Politique belge

Bart De Wever vient de confirmer qu’il envisage sérieusement un gouvernement Michel II. Certes, il ne le dit pas aussi directement, mais, entre les lignes, cela apparaît assez clairement.

Le président de la N-VA a réagi jeudi à la crise interne que traverse sa formation politique depuis quelques jours. Il a publié une lettre ouverte sur le site de son parti dans laquelle il insiste : "Pour ceux qui en auraient jamais douté, le N-VA était, est et restera un parti nationaliste flamand. Depuis notre création, nous tendons vers l’autonomie et nous convainquons, élection après élection, un nombre croissant de Flamands […] Le confédéralisme est la prochaine étape que nous voulons atteindre."

La semaine dernière, Bart De Wever avait laissé entendre que la reconduction après 2019 de la "Suédoise" (MR, N-VA, CD&V, Open VLD) était une réelle possibilité. Il ne réclamerait le retour du communautaire que si le PS devait remonter dans la majorité fédérale.

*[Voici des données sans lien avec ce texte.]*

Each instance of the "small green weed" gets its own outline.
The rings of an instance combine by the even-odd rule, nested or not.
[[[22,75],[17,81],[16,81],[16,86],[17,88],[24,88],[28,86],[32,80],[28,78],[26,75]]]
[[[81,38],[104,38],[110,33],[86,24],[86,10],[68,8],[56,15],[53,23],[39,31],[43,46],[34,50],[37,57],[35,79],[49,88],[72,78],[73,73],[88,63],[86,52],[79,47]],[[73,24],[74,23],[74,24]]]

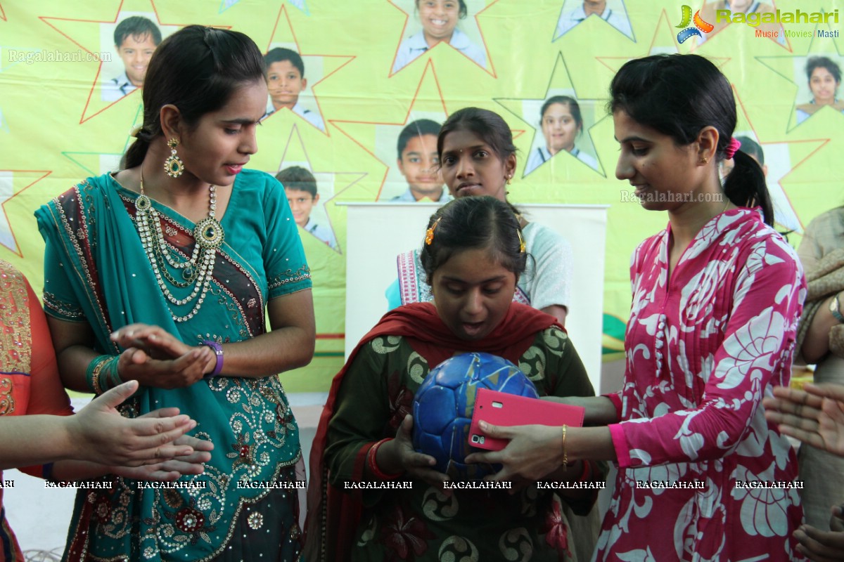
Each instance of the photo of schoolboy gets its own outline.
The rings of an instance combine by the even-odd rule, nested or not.
[[[441,125],[430,119],[408,123],[398,135],[396,164],[408,180],[407,190],[391,201],[414,202],[422,200],[445,203],[451,201],[443,189],[440,158],[436,154],[436,136]]]
[[[422,29],[398,45],[392,63],[393,73],[441,42],[447,43],[486,68],[486,50],[472,42],[469,36],[457,27],[457,24],[468,15],[465,0],[415,0],[414,12]]]
[[[149,59],[161,42],[161,30],[143,16],[131,16],[114,29],[114,48],[123,61],[120,76],[103,84],[103,101],[117,101],[127,94],[143,86]]]
[[[264,55],[264,77],[269,90],[267,119],[279,110],[286,107],[305,119],[320,131],[325,131],[322,117],[316,111],[306,109],[299,100],[300,94],[308,86],[305,78],[305,62],[295,51],[284,47],[270,49]]]
[[[314,206],[319,203],[316,179],[313,174],[301,166],[290,166],[276,174],[275,179],[284,186],[287,202],[290,205],[296,224],[328,244],[332,249],[337,249],[337,238],[332,229],[317,224],[311,217]]]
[[[633,39],[633,29],[630,28],[630,20],[624,2],[618,3],[613,3],[612,0],[565,0],[560,12],[560,19],[557,20],[557,29],[554,33],[553,40],[557,40],[592,16],[600,18]]]

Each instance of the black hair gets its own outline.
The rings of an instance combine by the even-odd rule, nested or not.
[[[230,29],[188,25],[155,49],[143,79],[143,126],[123,156],[122,168],[143,162],[161,136],[161,108],[172,104],[188,127],[217,111],[241,87],[263,80],[263,58],[255,41]]]
[[[158,29],[158,25],[143,16],[131,16],[117,24],[114,28],[115,46],[119,49],[129,35],[138,40],[145,35],[149,35],[155,45],[161,42],[161,30]]]
[[[449,115],[440,129],[440,135],[436,138],[436,153],[440,157],[440,162],[442,162],[442,145],[446,136],[455,131],[471,131],[478,135],[490,145],[501,162],[516,153],[513,133],[500,115],[489,110],[464,107]]]
[[[307,191],[311,197],[316,196],[316,179],[309,170],[301,166],[290,166],[275,174],[285,190]]]
[[[276,47],[270,49],[269,52],[264,55],[264,76],[269,72],[269,66],[273,62],[284,62],[289,61],[290,64],[299,71],[299,78],[305,78],[305,62],[301,56],[292,49],[284,47]]]
[[[518,218],[509,205],[491,195],[461,197],[442,206],[430,216],[419,260],[429,285],[437,268],[468,249],[489,249],[517,278],[525,270],[528,254],[522,251]]]
[[[814,72],[815,68],[825,68],[829,71],[832,78],[836,79],[836,82],[841,83],[841,69],[832,59],[829,56],[809,56],[806,59],[806,78],[809,82],[812,81],[812,72]]]
[[[759,146],[758,142],[744,135],[736,136],[736,140],[741,142],[741,148],[738,150],[756,158],[760,166],[765,163],[765,153],[762,152],[762,147]]]
[[[716,160],[724,159],[736,126],[736,104],[727,78],[704,57],[654,55],[634,59],[613,78],[609,94],[612,113],[624,111],[637,123],[671,136],[678,146],[694,142],[704,127],[715,127]],[[760,206],[765,222],[773,224],[774,210],[761,168],[740,151],[733,160],[724,195],[737,206]]]
[[[416,0],[414,3],[416,5],[416,9],[419,8],[419,0]],[[466,3],[463,0],[457,0],[457,3],[460,5],[460,11],[457,13],[457,17],[463,19],[467,15],[468,15],[468,8],[466,7]]]
[[[396,148],[398,150],[398,159],[402,158],[402,153],[408,147],[410,139],[423,135],[433,135],[436,136],[440,134],[440,124],[430,119],[417,119],[415,121],[408,123],[407,126],[398,133],[398,141],[396,142]]]
[[[577,124],[577,128],[583,131],[583,117],[581,116],[580,112],[580,104],[574,98],[567,95],[555,95],[551,96],[545,100],[545,103],[542,104],[542,109],[539,110],[539,120],[541,121],[545,118],[545,111],[548,110],[553,104],[562,104],[563,105],[569,106],[569,112],[571,113],[571,117],[575,120],[575,123]]]

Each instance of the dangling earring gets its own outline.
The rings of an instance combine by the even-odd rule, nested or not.
[[[167,141],[167,146],[170,147],[170,156],[164,161],[164,171],[171,178],[178,178],[185,171],[185,163],[176,153],[179,140],[171,138]]]

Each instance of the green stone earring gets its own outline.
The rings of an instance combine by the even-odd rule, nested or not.
[[[164,171],[171,178],[178,178],[185,171],[185,163],[176,153],[176,147],[179,146],[178,139],[170,139],[167,146],[170,147],[170,156],[164,161]]]

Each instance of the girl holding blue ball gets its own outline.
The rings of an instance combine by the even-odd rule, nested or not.
[[[477,151],[475,151],[477,152]],[[505,164],[486,149],[493,173]],[[463,158],[460,152],[444,157]],[[335,377],[311,452],[306,555],[311,560],[576,559],[567,503],[586,513],[592,490],[446,490],[450,476],[411,445],[411,404],[430,370],[456,354],[502,356],[540,396],[593,396],[553,316],[513,302],[528,254],[519,221],[495,197],[453,201],[430,218],[421,261],[433,302],[391,311]],[[577,462],[548,480],[603,483],[605,465]],[[350,489],[402,480],[410,489]],[[404,484],[404,483],[407,484]],[[560,493],[557,493],[560,492]]]

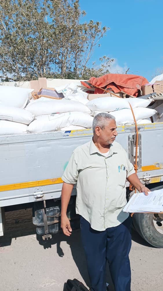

Ces déclarations sont inaudibles pour les nationalistes pur jus. Le confédéralisme ne peut attendre au-delà de 2019. Les députés fédéraux Hendrik Vuye et Veerle Wouters l’ont dit haut et fort le week-end dernier, ce qui a entraîné leur départ du parti mercredi. De son côté, le Mouvement flamand (Vlaamse Volksbeweging), dont sont issus de nombreux cadres nationalistes, se montrait aussi très critique et dénonçait l’abandon par la N-VA de son objectif ultime : l’indépendance de la Flandre.

Il marche sur des œufs

Bart De Wever se devait donc d’éteindre l’incendie et de rappeler que le confédéralisme est essentiel pour la N-VA. On sent néanmoins qu’il marche sur des œufs. Dans sa lettre ouverte, il n’emploie jamais le terme "indépendance". Il sait bien que la très grande majorité des Flamands n’en veut pas et que même les revendications communautaires ne sont plus porteuses électoralement, contrairement aux questions sécuritaires sur lesquelles il se concentre.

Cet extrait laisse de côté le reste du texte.